For said killer to cavort at state dinners while hungry taxpayers face foreclosure … well, some might call it callous. But then, parasites always live high while their hosts suffer,  la Marie Antoinette in her "Rustic Faux Village" at Versailles: "It seemed a perverse extravagance, for the Queen to create a village for her own amusement while in many parts of France real peasants in real villages were in dire want." Indeed.

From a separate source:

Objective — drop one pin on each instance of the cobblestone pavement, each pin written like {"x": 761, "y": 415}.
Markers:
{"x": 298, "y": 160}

And so, with the gargantuan White House and its State Dining Room at their disposal, the Bushbamas nevertheless erected a "huge white" marquee on the South Lawn. But "it wasn’t your everyday tent," the Associated Press assures us. "This one had chandeliers suspended from the ceiling and beige carpet on the floor." Inside stood "tables draped in green apple-colored cloths and napkins, offset by the sparkle of gold-colored flatware and china." The amount squandered on flowers alone – centerpieces of "deep purple" supposed to evoke "the state bird of India, the Indian Peacock"; "arrangements of magnolia braches[, sic]…locally grown ivy, and nandina foliage" sprucing up the tent's walls – would likely have paid the mortgages on hundreds of homes, had Our Masters allowed those who earned the fortune thus wasted to keep their money. Ah, but fret not at the unconscionable extravagance: "The First Lady’s office says that all bouquets from the dinner re-used [sic] through the White House, as a means to recycle the flowers."

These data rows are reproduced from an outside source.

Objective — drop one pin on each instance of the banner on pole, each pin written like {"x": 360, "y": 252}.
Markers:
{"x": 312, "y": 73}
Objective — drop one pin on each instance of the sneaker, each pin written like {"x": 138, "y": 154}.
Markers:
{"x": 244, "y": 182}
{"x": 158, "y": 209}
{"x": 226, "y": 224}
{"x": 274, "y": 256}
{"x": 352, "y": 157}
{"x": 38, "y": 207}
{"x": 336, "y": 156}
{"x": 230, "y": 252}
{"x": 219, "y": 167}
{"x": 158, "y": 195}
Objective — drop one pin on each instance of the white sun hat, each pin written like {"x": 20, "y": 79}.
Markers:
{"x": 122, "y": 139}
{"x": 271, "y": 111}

With the formerly employed lining up at food banks, Bushbama and accomplices such as Deepak Chopra, Hillary Clinton, Katie Couric, Joe Biden, and David Geffen feasted on "White House Arugula with Onion Seed Vinaigrette," "Roasted Potato Dumplings with Tomato Chutney," and "Green Curry Prawns with caramelized salsify with smoked Collard Greens and coconut aged basmati [rice]." They washed it down with the usual assortment of wines, then munched on "Petits fours … Cashew Brittle, Pecan Pralines, Passion fruit,… vanilla Gelees[, and]Chocolate dipped fruit." Recall that Marie eventually climbed into the tumbrel for another free ride, courtesy of the peasants off whom she had leeched all her life.

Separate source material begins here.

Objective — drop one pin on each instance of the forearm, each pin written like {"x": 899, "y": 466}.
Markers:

As if we care, this is the new Administration's first state dinner and "biggest social event" to date, with the prime minister of India and his wife as guests of honor. You might hope that even a PM would lack the gall to accept further robbery of Americans for this pomp and circumstance, given how much Our Rulers have already stolen from us on India's behalf: $116,576,000 in FY 2007, a paltry $86,821,000 the next (after a bureaucrat "slashed" aid – yeah, right), and a "request" of $77,382,000 for 2009. That comes to a whopping $280,779,000 the last three years alone. Wanna bet the PM hit Bushbama up for even more when "the two leaders…spen[t] the morning behind closed doors in a series of one-on-one and extended meetings with their broader delegations"? Wanna bet Barry the Bandit didn't even bother demurring before pledging our last few cents?

Out in the real world, Diane Doherty is an executive director at the Illinois Hunger Coalition who reports, “We’re hearing from more and more middle class who have never in their life gone to a food pantry. … They’re very, very frustrated and angry.”

Hey, folks: it's chow time at the White House. Come and get it.